Unter Olaf Scholz aber schaffte die SPD etwas Einmaliges: Auf seine Initiative hin wurde nun das von der Union und ihr selbst 2019 in der Großen Koalition durchgesetzte und im Juni 2021 verschärfte sowie konkretisierte Klimaschutzgesetz zu Makulatur. Der „Kanzler für den Klimaschutz“ (Scholzens Eigenlob im Wahlkampf) verfügt zur Freude der Liberalen und zur Verzweiflung der wenigen ernsthaften Grünen in den jüngsten Verhandlungen die völlige Verwässerung des eigenen Gesetzes. Die Sektorenziele (s. o.) sollen zwar weiterhin erreicht werden, aber der genaue Beitrag (oder das Versagen) der einzelnen Ressorts wird nicht mehr überprüft. Für das – im wahrsten Sinne des Wortes – todsichere Scheitern aller hochfliegenden Pläne und Intentionen kann dann niemand zur Verantwortung gezogen werden. „Ego te absolvo, Volker“, sprach der beste und einzige FDP-Kanzler, den es je gab, zu seinem Verkehrsminister Wissing.


Nun war Olaf Scholz schon immer dem Kapital mehr zugetan als irgendwelchen Arbeitertraditionen seiner Partei, in seinem Faible für die große Wirtschaft ähnelt er dem CDU-Kontrahenten Friedrich Merz. Nur kann er es vor allem mit dem hanseatischen Geldadel, während der Unionist Favorit der US-Investoren ist. In den Liberalen sieht Scholz die natürlichen Verbündeten für seinen Rechtskurs, zumal die Grünen von gelegentlichen ökologischen Anwandlungen heimgesucht werden. Trotz Unmuts in Teilen der SPD hat Scholz keine Rebellion zu befürchten, während Merz es in seiner Partei mit Andreas Jung oder Norbert Röttgen, die dem Kanzler die „Aufweichung“ des Klimaschutzgesetzes vorwerfen, zu tun hätte, würde er einen ähnlichen Kahlschlag riskieren. Der Lindner-FDP, für die Umwelt eine Spielwiese des „freien“ Marktes darstellt, beweist der Hamburger so, dass er im Grunde der bessere Merz ist.


Bis zur Selbstaufgabe taktieren?


Manche hoffen jetzt, dass die „Reform“ des Klimaschutzgesetzes, mit der gemäß dem Wissenschaftler Niklas Höhne die Ampel „eines der wirksamsten Instrumente der Klimapolitikgestaltung abschafft“, vom Bundesverfassungsgericht gestoppt wird. Den Grünen wurden indes für ihre selbstmörderische Zustimmung zwei Zuckerl hingeworfen, die sich bei näherem Hinsehen als Giftköder entpuppen.
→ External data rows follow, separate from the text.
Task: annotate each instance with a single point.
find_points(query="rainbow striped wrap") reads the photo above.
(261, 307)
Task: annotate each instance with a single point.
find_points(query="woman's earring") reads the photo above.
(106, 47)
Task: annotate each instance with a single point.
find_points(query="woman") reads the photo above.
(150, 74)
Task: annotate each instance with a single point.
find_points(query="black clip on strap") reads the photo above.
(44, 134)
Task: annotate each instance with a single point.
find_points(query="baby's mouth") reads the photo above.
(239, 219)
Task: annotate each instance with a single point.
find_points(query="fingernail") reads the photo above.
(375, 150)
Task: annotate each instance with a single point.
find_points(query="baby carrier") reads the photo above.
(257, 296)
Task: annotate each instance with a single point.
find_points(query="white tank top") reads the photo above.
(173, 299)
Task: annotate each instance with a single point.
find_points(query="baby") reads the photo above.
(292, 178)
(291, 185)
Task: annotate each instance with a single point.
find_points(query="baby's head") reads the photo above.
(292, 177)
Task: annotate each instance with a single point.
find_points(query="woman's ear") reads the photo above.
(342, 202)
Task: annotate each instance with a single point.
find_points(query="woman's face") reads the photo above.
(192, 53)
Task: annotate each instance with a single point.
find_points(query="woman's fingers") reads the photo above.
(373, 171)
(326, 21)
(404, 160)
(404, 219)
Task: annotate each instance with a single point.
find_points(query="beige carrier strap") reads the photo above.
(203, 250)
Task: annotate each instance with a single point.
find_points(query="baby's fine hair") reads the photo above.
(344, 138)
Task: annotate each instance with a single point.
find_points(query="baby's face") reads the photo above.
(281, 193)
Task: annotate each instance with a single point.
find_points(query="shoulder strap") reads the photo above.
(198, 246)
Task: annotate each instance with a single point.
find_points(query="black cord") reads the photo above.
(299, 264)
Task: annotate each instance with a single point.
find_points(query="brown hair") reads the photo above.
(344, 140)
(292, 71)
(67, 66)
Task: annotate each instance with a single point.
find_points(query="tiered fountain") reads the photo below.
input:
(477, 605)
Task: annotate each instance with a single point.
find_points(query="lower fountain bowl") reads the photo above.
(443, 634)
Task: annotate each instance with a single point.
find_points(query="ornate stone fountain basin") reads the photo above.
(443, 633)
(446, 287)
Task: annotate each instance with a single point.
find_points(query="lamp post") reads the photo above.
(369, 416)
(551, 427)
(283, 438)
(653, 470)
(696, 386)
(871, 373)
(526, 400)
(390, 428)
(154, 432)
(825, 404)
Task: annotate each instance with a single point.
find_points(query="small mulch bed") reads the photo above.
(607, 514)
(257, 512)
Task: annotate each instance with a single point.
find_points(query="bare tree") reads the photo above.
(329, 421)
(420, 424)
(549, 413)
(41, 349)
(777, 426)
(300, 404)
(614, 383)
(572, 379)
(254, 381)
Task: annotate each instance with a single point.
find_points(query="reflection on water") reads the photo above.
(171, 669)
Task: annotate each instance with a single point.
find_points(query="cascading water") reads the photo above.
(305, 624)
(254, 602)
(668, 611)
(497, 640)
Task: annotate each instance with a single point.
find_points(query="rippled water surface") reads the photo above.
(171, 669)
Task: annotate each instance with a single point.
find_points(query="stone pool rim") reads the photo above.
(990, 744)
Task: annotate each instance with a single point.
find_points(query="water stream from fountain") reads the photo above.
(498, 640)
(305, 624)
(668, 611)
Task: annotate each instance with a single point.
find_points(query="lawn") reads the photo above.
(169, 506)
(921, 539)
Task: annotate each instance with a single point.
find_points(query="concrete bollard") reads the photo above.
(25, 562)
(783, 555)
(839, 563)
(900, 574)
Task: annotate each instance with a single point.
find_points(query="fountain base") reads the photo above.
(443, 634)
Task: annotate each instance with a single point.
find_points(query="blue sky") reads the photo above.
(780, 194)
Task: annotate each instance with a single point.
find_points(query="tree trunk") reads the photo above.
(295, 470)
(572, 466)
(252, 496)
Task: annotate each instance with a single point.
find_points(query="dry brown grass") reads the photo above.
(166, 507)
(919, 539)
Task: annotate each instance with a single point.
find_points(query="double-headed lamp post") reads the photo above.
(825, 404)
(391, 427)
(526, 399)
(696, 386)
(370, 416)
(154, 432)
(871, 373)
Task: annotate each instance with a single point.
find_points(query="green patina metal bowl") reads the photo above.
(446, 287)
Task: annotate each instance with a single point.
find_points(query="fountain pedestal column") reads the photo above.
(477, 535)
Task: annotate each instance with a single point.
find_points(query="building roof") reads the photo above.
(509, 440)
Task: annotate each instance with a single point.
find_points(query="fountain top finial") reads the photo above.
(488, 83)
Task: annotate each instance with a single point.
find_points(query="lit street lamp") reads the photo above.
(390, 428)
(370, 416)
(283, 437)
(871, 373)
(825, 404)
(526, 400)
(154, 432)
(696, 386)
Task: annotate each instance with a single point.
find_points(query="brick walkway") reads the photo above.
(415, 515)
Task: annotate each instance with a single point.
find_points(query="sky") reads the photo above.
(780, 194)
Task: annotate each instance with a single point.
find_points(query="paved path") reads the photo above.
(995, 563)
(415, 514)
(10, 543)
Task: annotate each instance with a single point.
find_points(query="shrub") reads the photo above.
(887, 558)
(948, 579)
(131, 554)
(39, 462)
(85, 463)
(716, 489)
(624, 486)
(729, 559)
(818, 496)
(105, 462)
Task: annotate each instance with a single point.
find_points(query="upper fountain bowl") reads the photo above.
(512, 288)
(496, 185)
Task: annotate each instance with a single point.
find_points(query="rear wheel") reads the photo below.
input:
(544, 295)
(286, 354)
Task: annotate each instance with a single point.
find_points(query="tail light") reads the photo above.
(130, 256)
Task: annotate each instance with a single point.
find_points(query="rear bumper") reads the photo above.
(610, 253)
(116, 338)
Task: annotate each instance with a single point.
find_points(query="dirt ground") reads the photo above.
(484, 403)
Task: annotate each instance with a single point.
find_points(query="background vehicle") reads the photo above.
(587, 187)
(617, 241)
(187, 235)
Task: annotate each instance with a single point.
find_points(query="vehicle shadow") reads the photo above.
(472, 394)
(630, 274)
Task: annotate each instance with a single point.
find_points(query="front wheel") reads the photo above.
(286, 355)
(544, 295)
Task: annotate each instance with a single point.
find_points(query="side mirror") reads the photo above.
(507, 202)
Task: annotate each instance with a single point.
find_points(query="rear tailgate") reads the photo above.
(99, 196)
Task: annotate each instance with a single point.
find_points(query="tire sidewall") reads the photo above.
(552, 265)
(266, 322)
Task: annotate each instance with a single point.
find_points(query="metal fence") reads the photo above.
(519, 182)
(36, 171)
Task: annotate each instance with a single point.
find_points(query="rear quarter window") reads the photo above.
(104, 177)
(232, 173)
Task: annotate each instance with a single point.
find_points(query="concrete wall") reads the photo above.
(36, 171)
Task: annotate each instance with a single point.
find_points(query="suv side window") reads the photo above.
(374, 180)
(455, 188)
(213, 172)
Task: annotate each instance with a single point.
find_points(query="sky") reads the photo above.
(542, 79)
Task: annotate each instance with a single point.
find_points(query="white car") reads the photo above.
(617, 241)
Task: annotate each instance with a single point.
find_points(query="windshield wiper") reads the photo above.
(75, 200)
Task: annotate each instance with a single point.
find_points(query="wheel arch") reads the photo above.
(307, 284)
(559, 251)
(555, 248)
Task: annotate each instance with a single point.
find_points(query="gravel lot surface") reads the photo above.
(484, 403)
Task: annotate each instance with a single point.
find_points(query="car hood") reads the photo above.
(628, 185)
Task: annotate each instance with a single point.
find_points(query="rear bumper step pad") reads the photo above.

Die Umrüstung der deutschen Haushalte von fossiler zu nachhaltiger Energie, von Öl- oder Gasheizung zu Wärmepumpen, die schon längst beschlossen war, wurde nicht wie so vieles Wichtigeres bei den Verhandlungen nachträglich gekippt. Vermutlich wollen SPD und FDP Habeck nochmals ins Messer laufen lassen, denn so sinnvoll das Primat erneuerbarer Ressourcen in der Wärmegewinnung auch sein mag, so schlecht vorbereitet ist die Umsetzung, so viele Fallgruben pflastern den Weg. In den Fachfirmen sind Tausende Stellen für Heizungsinstallateure unbesetzt, und für die vorhandenen Mitarbeiter gibt es zu wenige einschlägige Fortbildungen. Es fehlt an Geräten wie Ersatzteilen, und die Wärmepumpen benötigen so viel (sauberen) Strom, dass Stadtvierteln, in denen zeitgleich PKW-Batterien aufgeladen werden, regelmäßig der Blackout droht. Da auch viele Haus- und Wohnungseigentümer zu hohe Kosten fürchten und nach Ausnahmeregelungen suchen werden, ist die Blamage für Habeck & Co vorprogrammiert.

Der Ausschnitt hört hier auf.